多くの本の作者の年齢は、50代、60代、それ以上に70代、中には80代になっても精力的に書き続けた作者もいます。
それらの本を読む自分も、作者の年齢に近づいてきたので、その作者の心情や、その内容が多少は分かる時期になったのかもしれないので、一層に本を読む楽しみが増します。
これまで持っていた知識が、今の年齢になって考えると、全く違った世界が開けてくることもあります。それが「知る」楽しさです。それ以上に感じることは、ソクラテスが言う「無知の知」を実感していることです。
一つの事を知ることで、自分がいかに知らないことが多いか落ち込むことがあります。これからの毎日は、そのことの繰り返しを味わいながら一日をすごしていくのかもしれません。
そして、人生最後の作業としては、自分なりの「死生観」を持つことです。誰もが通過することでありながら、誰も確信を持って確定できないことです。お釈迦様でも「無記」として、いっさい言及されなかったことです。
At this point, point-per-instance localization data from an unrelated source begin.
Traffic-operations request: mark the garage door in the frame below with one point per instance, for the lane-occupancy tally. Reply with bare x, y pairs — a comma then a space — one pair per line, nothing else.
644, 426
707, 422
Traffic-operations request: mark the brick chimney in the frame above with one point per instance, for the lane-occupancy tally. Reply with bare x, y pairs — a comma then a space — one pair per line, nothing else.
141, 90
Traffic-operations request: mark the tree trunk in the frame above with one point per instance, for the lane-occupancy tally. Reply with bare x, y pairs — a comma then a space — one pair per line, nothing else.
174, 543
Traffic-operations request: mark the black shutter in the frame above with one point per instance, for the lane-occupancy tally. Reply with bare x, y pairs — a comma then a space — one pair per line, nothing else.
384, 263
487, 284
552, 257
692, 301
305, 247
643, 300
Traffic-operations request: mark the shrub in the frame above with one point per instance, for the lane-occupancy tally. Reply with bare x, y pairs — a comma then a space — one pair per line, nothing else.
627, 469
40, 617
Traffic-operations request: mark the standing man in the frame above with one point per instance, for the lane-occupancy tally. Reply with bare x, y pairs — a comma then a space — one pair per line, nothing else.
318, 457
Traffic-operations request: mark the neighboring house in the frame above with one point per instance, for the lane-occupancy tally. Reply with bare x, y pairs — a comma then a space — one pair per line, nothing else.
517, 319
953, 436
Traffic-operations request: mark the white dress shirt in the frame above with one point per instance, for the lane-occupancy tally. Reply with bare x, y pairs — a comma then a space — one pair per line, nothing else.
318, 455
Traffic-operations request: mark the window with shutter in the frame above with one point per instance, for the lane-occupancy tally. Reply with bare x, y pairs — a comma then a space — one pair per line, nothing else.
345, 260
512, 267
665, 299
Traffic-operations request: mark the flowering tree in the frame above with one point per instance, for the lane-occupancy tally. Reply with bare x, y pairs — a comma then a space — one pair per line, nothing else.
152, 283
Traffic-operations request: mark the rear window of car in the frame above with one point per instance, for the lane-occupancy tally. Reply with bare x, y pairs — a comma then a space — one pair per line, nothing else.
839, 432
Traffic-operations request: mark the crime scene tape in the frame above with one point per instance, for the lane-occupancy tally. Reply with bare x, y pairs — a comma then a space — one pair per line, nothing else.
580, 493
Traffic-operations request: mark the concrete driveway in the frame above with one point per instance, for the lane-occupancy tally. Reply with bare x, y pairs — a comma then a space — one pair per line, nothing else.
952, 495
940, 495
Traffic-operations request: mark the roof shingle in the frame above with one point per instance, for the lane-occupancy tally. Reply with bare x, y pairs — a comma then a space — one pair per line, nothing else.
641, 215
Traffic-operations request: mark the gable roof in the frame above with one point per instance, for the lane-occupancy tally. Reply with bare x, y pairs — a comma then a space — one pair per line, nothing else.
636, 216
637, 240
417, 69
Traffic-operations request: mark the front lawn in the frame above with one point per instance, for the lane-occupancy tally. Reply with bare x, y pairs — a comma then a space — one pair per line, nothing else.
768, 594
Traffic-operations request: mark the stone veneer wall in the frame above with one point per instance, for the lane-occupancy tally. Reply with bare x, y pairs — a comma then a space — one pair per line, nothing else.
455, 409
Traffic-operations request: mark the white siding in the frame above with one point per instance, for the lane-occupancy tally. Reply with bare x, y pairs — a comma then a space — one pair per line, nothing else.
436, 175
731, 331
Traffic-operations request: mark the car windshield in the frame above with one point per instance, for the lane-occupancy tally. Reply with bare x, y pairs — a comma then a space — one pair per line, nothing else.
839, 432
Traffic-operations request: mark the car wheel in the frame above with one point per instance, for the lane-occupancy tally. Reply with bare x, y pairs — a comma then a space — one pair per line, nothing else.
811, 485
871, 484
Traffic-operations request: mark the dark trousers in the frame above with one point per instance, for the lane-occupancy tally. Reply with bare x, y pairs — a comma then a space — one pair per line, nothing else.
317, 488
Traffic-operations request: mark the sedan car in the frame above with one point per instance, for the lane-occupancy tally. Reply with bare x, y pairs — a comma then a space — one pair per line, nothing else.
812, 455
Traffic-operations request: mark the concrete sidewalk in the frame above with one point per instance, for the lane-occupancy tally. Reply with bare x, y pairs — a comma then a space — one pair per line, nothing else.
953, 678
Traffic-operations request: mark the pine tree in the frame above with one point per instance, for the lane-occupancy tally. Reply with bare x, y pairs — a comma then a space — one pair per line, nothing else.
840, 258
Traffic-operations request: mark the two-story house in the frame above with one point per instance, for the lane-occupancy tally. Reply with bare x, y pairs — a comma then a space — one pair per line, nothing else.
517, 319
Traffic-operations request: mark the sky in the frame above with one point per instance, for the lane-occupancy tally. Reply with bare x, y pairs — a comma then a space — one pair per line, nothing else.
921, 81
「死」が恐ろしいのは、誰もが経験したことのない世界だからということです。一人で死んでいくことの恐ろしさも言われています。しかし、我われは「死」という「苦」から逃れることはできません。
逃れることができないのであれば、視点を変えることで、その恐ろしさから逃れる方法はないのだろうか、と考えました。
「死を恐れる心」については、各人の心の持ちようであり、それを自分なりに分析し、心の有りようを変えることで解決できるのはないだろうか、と思って自分の「死生観」を持つことができると思うようになりました。
同時に、その最期の時がいつかは誰にもわかりません。その未確定なことに悩まされるよりも、「今、ここ」を大切にいきることに集中して、一日を充実していきることが大切だ、という思いも大切です。
斎藤茂太先生の著書『老いへの「ケジメ」』のなかで、「ジタバタと騒がずに、自分らしさを探せばいい。人生の長い下り坂の中に大きな意味が隠されているとすれば、探し出すのは自分しかいない」とアドバイスされています。
自分の人生は、自分自身を拠り所として、自分の人生の目的を探していくしかなさそうです。その目的(夢)を持っているかぎり、気持ちの張り合いを持ち続けることができるでしょう。